De nombreux aspects de l'œuvre littéraire de Luis Rosales ont toujours attiré mon attention, entre autres sa persistance dans l'utilisation correcte du langage, compris comme un moyen de communication et comme un système d'installation vitale, ou sa capacité intelligente à transformer la réalité en mots poétiques évocateurs, brillamment perceptibles, et un flux d'inspiration abondant. Cependant, aucun ne m'a plus séduit que son énorme facilité à faire ressortir le meilleur visage de la réalité, celui de la joie.
De son verset : "La vie est un miracle gratuit", on sait que l'on peut faire confiance à sa poésie, que, à partir de la certitude du réel, on peut obtenir des textes surprenants et mémorables, comme ceux qu'il écrit.

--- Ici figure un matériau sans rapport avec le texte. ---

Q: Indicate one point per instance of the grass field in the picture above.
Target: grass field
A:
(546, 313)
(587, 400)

Des titres tels que La maison en feu, Le contenu du cœur o Journal d'une résurrection trace déjà les grandes lignes de sa démarche créative, qui jaillit toujours de la lumière fournie par la vie elle-même. Tout événement, tout détail minuscule, toute approche de sa propre existence est pour lui matière à poétisation, surtout lorsque, comme il l'a dit lui-même, "ne fait qu'illuminer le meilleur de nous-mêmes".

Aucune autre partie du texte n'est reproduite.